しかし、タレントや芸人、モデル、歌手(その違いはよく分からないが)等が、売ろうとしている商品を知悉していることは稀だろう。かつて、瀬戸内の島にある有名な寺の門前町の食堂で食事をしたが、その店には、たまたま訪れたらしい若いタレントが店の料理を食べ、ついでに書いてもらった色紙があった。店では、「○○さんも推奨の△△(料理名)」と商売に利用していたが。年端もいかぬタレントに味など分かるわけもないだろうし、また他の客の口に合うかどうかは保証の限りではあるまいと可笑しかったことを思い出した。

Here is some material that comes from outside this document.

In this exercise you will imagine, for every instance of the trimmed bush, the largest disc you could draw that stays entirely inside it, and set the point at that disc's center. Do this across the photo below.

テレビコマーシャルでは、薬、サプリメント、栄養食品などを売り込もうと、映像を使いながら、「効能」を声高に叫んでいるが、画面の片隅に、見えるかどうか極限まで小さい文字で、「これは(画面に出ているモデルの)個人の感想であり、効能を示すものではありません。」とあるのが普通である。誇大広告という批判を避けるための姑息な手段である。CMの大部分を占めるイメージと効能ではない旨の説明とは明らかに矛盾する。意味不明の構造である。商品の効能と関係のない個人の感想(主観的な言いぐさ)をなぜ同居させているのか、商品の効能と出演している人物の映像や言葉は、何ら関係ないのであるが、このような、いわば詐欺的手法は一般的になっており、もはや視聴者は、疑問にも思わなくなっている。時に商品が有害であったり、欠陥品であったりするから、本当は怖い情報なのである。全部が言葉による情報なら熟慮する余地もあろうが、イメージというのはそれを許さない。言葉を介在させ、言葉に変換して、情報の意味や問題を捉え直さなくてはならないようだ。